O discurso de um coronel da Polícia Militar, defendendo melhores condições de salário para a tropa, gerou uma crise na cúpula da segurança estadual. A fala aconteceu na última quinta-feira (13), durante solenidade em comemoração ao aniversário de 30 anos de fundação do 7º Batalhão de Cariacica, e trouxe a lembrança da greve dos policiais, em fevereiro de 2017, motivada pela insatisfação salarial.

O autor do discurso foi o coronel José Augusto Picolli de Almeida, atual diretor de Comunicação da Polícia Militar. Ele foi indicado para ser o chefe do Estado Maior da corporação na próxima administração. Será o terceiro homem mais forte no comando da PM a partir de 2019, responsável por todas as ações estratégicas que envolvem a tropa. A ele, assim como ao subcomandante e ao comandante, vão se reportar todos os demais coronéis.

Discurso de coronel abre crise na cúpula da Segurança do Espírito Santo

No evento, o coronel Augusto estava representando o atual comandante da PM, o coronel Alexandre Ramalho, que participava na ocasião de outra solenidade.
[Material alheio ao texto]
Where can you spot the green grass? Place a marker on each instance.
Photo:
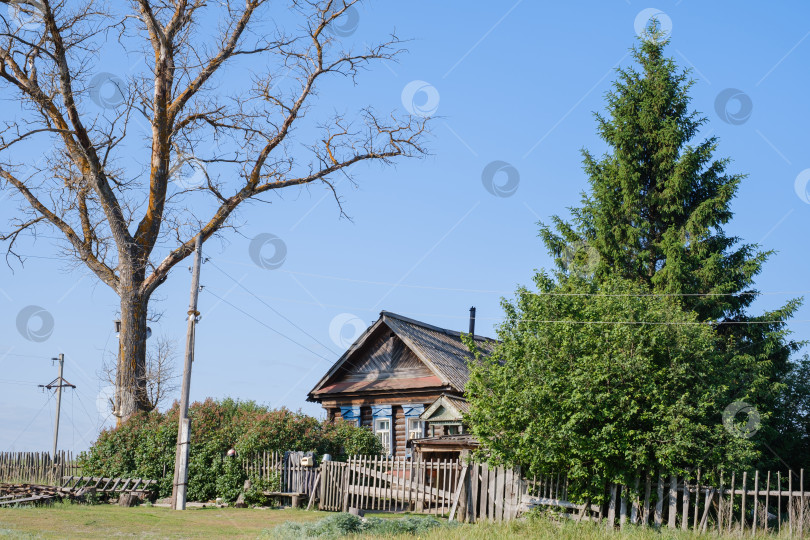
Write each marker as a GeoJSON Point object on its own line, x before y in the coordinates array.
{"type": "Point", "coordinates": [105, 521]}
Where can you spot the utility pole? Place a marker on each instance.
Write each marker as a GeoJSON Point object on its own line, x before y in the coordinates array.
{"type": "Point", "coordinates": [58, 383]}
{"type": "Point", "coordinates": [184, 428]}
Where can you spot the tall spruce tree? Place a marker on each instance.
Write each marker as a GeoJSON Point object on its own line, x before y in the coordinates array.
{"type": "Point", "coordinates": [655, 213]}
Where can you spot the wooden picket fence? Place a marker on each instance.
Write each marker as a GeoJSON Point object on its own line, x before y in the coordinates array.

Em sua fala ele pontuou que o maior patrimônio da PM não são os equipamentos e as viaturas. Na dia anterior a fala, na última quarta-feira (12) foram apresentadas as 40 novas Bases Comunitárias Móveis, com tecnologia de monitoramento, compradas e apresentadas pela Secretaria de Segurança Pública (Sesp).

Destacou ainda que o maior patrimônio da Corporação, a partir de janeiro do próximo ano, quando assume a novo governador do Estado, Renato Casagrande, serão as pessoas e que a briga será pela valorização do policial. Disse ainda que é inadmissível um soldado ter um salário irrisório de R$ 2.400. Foi aplaudido pela tropa presente, que chegou a interrompê-lo em alguns momentos.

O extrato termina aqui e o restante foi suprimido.